Het eerste boek Samuël
31 De Filistijnen voerden oorlog tegen Israël.+ De mannen van Israël sloegen voor ze op de vlucht en velen van hen sneuvelden op de berg Gilbo̱a.+ 2 De Filistijnen zaten Saul en zijn zonen op de hielen en doodden Jonathan,+ Abina̱dab en Malkisu̱a, de zonen van Saul.+ 3 Vervolgens richtte de strijd zich in alle hevigheid tegen Saul. De boogschutters kregen hem in het oog en verwondden hem ernstig.+ 4 Toen zei Saul tegen zijn wapendrager: ‘Trek je zwaard en steek me neer. Dan kunnen die onbesneden mannen+ me niet neersteken en wreed behandelen.’* Maar zijn wapendrager was te bang en wilde het niet doen. Daarom greep Saul het zwaard en stortte zich erin.+ 5 Toen de wapendrager zag dat Saul dood was,+ stortte ook hij zich in zijn zwaard en stierf met hem. 6 Zo kwamen Saul, zijn drie zonen, zijn wapendrager en al zijn mannen die dag om het leven.+ 7 De Israëlieten in de vallei* en in de Jordaanstreek zagen dat het leger van Israël gevlucht was en dat Saul en zijn zonen gestorven waren. Toen verlieten ze hun steden en vluchtten,+ waarna de Filistijnen kwamen en de steden bezetten.
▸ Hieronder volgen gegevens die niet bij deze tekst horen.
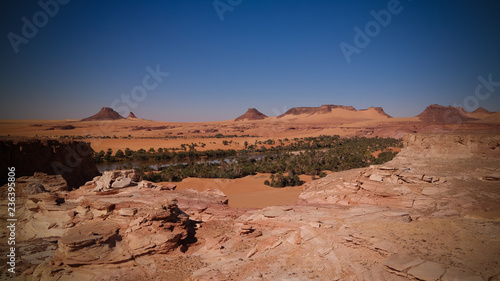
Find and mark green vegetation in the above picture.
[116,136,401,187]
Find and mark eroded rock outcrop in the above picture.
[0,139,100,188]
[234,108,267,121]
[4,135,500,281]
[81,107,125,121]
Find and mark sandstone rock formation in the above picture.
[2,134,500,281]
[417,104,476,124]
[234,108,267,121]
[278,104,392,118]
[0,139,100,188]
[81,107,125,121]
[278,104,356,118]
[85,170,139,191]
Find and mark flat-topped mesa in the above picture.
[472,107,495,114]
[278,104,392,118]
[278,104,356,118]
[234,108,267,121]
[0,139,100,188]
[358,106,392,118]
[81,107,125,121]
[416,104,476,124]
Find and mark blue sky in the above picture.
[0,0,500,121]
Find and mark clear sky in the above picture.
[0,0,500,121]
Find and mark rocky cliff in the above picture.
[0,139,100,188]
[398,134,500,159]
[278,104,356,118]
[416,104,476,124]
[81,107,125,121]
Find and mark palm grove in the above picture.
[94,135,401,187]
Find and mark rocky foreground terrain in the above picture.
[1,134,500,280]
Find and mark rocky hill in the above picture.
[416,104,476,124]
[81,107,125,121]
[234,108,267,121]
[4,134,500,281]
[278,104,356,118]
[278,104,392,118]
[0,139,100,188]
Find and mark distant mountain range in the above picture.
[81,104,500,124]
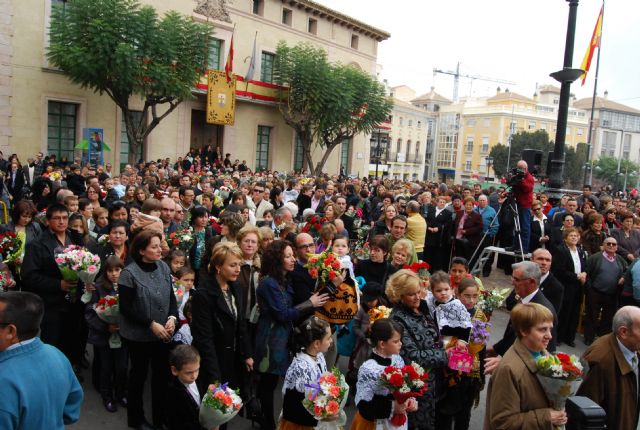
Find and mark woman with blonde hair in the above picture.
[385,270,447,428]
[190,242,253,398]
[484,302,567,430]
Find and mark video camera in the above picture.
[507,167,526,187]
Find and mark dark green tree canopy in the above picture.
[274,42,392,175]
[47,0,212,162]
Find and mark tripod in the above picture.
[469,191,525,273]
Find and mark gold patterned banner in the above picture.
[207,70,236,125]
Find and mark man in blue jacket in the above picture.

8 De volgende dag gingen de Filistijnen op pad om de gesneuvelde Israëlieten te plunderen. Op de berg Gilbo̱a+ vonden ze de lichamen van Saul en zijn drie zonen. 9 Ze hakten Sauls hoofd eraf en trokken hem zijn wapenrusting uit. Daarna stuurden ze boodschappers rond in het land van de Filistijnen om het nieuws onder het volk en in de huizen* van hun afgoden+ bekend te maken.+ 10 Vervolgens legden ze zijn wapenrusting in het huis van de A̱storethbeelden en hingen ze zijn lichaam aan de muur van Beth-San.+ 11 Toen de inwoners van Ja̱bes-Gilead+ hoorden wat de Filistijnen met Saul hadden gedaan, 12 trokken alle strijders uit. Ze liepen de hele nacht door en haalden de lichamen van Saul en zijn zonen van de muur van Beth-San. Toen gingen ze terug naar Ja̱bes en verbrandden daar de lichamen. 13 Daarna begroeven ze de botten+ onder de tamariskboom in Ja̱bes+ en gingen ze zeven dagen vasten.